After beating Virginia on Saturday at Fetzer Field in the first round of the NCAA tournament, the Tar Heels (14-5) are just one win away from their third consecutive final four appearance.
“We kind of have set the bar for the future of UNC women’s lacrosse,” senior Taylor Chumney said. “It has now become not just a hope to get to the final four, but a goal each year that is expected… because we know that we can do it.”
UNC will host No. 6 Loyola (Md.) on Saturday at 1 p.m. at Fetzer Field in the second round of the NCAA tournament.
Because the Tar Heels generally play top-ranked non-conference opponents during the regular season, the squad is used to being familiar with its tournament opponents.

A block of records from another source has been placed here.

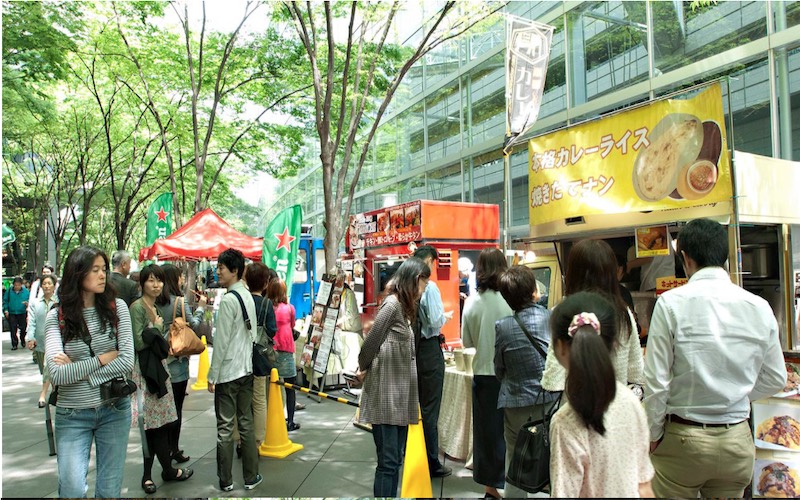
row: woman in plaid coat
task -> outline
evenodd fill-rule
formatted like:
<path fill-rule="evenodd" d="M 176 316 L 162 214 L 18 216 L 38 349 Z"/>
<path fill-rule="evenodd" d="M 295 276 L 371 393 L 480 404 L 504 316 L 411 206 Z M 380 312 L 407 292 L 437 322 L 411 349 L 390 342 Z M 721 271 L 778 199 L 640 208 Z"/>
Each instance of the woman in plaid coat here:
<path fill-rule="evenodd" d="M 372 424 L 378 455 L 373 486 L 376 497 L 397 496 L 408 425 L 419 420 L 411 324 L 430 276 L 431 270 L 422 260 L 411 257 L 403 262 L 358 355 L 359 376 L 364 374 L 358 420 Z"/>

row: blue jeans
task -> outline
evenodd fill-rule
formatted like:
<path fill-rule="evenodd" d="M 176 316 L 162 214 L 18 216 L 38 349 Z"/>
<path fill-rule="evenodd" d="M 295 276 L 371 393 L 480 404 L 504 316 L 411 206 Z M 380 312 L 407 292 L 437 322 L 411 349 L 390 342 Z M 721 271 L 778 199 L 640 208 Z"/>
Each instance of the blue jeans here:
<path fill-rule="evenodd" d="M 97 408 L 56 407 L 58 450 L 58 496 L 85 498 L 89 490 L 89 455 L 92 439 L 97 450 L 96 498 L 118 498 L 122 489 L 128 435 L 131 429 L 131 398 Z"/>
<path fill-rule="evenodd" d="M 376 497 L 392 498 L 397 496 L 397 485 L 400 483 L 400 467 L 406 454 L 406 437 L 408 426 L 372 425 L 372 439 L 378 454 L 378 466 L 375 468 L 375 484 L 373 492 Z"/>

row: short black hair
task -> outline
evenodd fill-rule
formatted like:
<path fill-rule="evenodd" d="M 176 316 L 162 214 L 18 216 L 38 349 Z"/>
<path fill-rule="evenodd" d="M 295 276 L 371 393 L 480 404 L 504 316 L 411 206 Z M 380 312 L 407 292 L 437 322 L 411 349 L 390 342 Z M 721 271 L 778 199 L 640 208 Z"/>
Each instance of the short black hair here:
<path fill-rule="evenodd" d="M 439 252 L 437 252 L 436 249 L 430 245 L 423 245 L 414 250 L 414 257 L 422 260 L 425 260 L 428 257 L 432 258 L 433 260 L 439 260 Z"/>
<path fill-rule="evenodd" d="M 500 294 L 514 311 L 533 304 L 536 273 L 528 266 L 511 266 L 500 275 Z"/>
<path fill-rule="evenodd" d="M 728 260 L 728 232 L 711 219 L 689 221 L 678 234 L 678 255 L 686 255 L 697 267 L 723 267 Z"/>
<path fill-rule="evenodd" d="M 144 284 L 147 283 L 147 280 L 150 279 L 150 276 L 153 276 L 162 283 L 167 279 L 164 269 L 161 266 L 156 264 L 144 266 L 139 270 L 139 285 L 142 288 L 144 288 Z"/>
<path fill-rule="evenodd" d="M 14 283 L 22 283 L 22 278 L 19 276 L 14 276 Z"/>
<path fill-rule="evenodd" d="M 236 276 L 238 279 L 242 279 L 242 275 L 244 274 L 244 255 L 239 250 L 235 248 L 225 250 L 219 254 L 217 263 L 227 267 L 228 271 L 231 272 L 236 269 Z"/>
<path fill-rule="evenodd" d="M 475 269 L 475 281 L 478 292 L 498 290 L 500 275 L 508 269 L 506 256 L 498 248 L 484 248 L 478 255 Z"/>

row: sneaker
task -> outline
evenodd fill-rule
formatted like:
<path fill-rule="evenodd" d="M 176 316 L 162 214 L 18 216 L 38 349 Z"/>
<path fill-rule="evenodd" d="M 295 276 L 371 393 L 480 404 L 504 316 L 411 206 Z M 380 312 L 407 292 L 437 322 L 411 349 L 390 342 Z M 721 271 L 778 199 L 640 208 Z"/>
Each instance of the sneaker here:
<path fill-rule="evenodd" d="M 264 478 L 263 478 L 263 476 L 261 476 L 261 474 L 256 474 L 256 478 L 253 479 L 252 483 L 247 483 L 247 482 L 244 483 L 244 489 L 252 490 L 256 486 L 261 484 L 261 481 L 263 481 L 263 480 L 264 480 Z"/>
<path fill-rule="evenodd" d="M 222 491 L 233 491 L 233 483 L 223 484 L 222 481 L 220 481 L 219 489 L 221 489 Z"/>
<path fill-rule="evenodd" d="M 436 470 L 431 472 L 431 477 L 447 477 L 453 473 L 453 469 L 440 465 Z"/>

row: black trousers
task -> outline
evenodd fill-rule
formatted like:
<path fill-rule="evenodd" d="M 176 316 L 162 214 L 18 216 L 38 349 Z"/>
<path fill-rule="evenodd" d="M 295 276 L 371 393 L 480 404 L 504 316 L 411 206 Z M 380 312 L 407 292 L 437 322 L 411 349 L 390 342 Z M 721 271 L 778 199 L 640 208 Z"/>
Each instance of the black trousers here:
<path fill-rule="evenodd" d="M 422 430 L 425 434 L 425 449 L 428 452 L 428 467 L 431 472 L 439 469 L 439 410 L 442 407 L 444 386 L 444 355 L 439 338 L 422 338 L 417 351 L 417 385 L 419 406 L 422 409 Z"/>
<path fill-rule="evenodd" d="M 175 410 L 178 412 L 178 420 L 168 424 L 169 429 L 169 449 L 172 453 L 178 453 L 180 449 L 181 424 L 183 423 L 183 400 L 186 398 L 186 386 L 188 380 L 172 384 L 172 394 L 175 395 Z"/>
<path fill-rule="evenodd" d="M 11 347 L 25 343 L 25 332 L 28 329 L 28 313 L 8 314 L 8 326 L 11 328 Z M 17 339 L 19 330 L 19 339 Z"/>
<path fill-rule="evenodd" d="M 172 456 L 169 449 L 169 432 L 171 423 L 162 425 L 158 429 L 145 429 L 144 434 L 147 436 L 147 449 L 150 451 L 150 456 L 144 458 L 144 479 L 152 479 L 153 462 L 158 458 L 161 464 L 161 476 L 163 479 L 175 479 L 178 475 L 178 469 L 172 466 Z M 154 457 L 155 456 L 155 457 Z"/>
<path fill-rule="evenodd" d="M 506 443 L 504 412 L 497 408 L 500 381 L 494 375 L 472 378 L 472 479 L 484 486 L 504 488 Z"/>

North Carolina hasn’t played Loyola (17-2) since 2008, when UNC beat the Greyhounds 13-9.
The team might not know exactly what to expect, but North Carolina is ready to roll with the punches.
“We’re all really excited to play someone new on our schedule that we haven’t played this year,” Chumney said. “I don’t think that we know a lot about them as players, but our coaches will prepare us well.”
Junior Becky Lynch said her squad isn’t dwelling on the lack of familiarity with their next opponent. Instead, she said the Tar Heels are focusing on developing their own game.
But after North Carolina’s offensive performance against Virginia, it seems UNC doesn’t have any weak links.
Eight different Tar Heels scored in their 15-7 win against the Cavaliers, and sophomore Kara Cannizzaro led North Carolina with four goals. Senior Corey Donohoe leads UNC in scoring with 48 goals, but against UVa. the attacker had just one.
Lynch said the offensive depth will likely give North Carolina an advantage against Loyola on Saturday — and if the Tar Heels can take home a victory against the Greyhounds, that dynamic offense could continue to aid UNC in its quest for a national championship.
“If you just have one or two people that are scoring on attack, it can be easy to shut us down and try and shut off all options,” Lynch said.
“But it’s so awesome how even if you’re shutting off one or two people, that everyone on attack can score and everyone can deliver when they’re asked to.”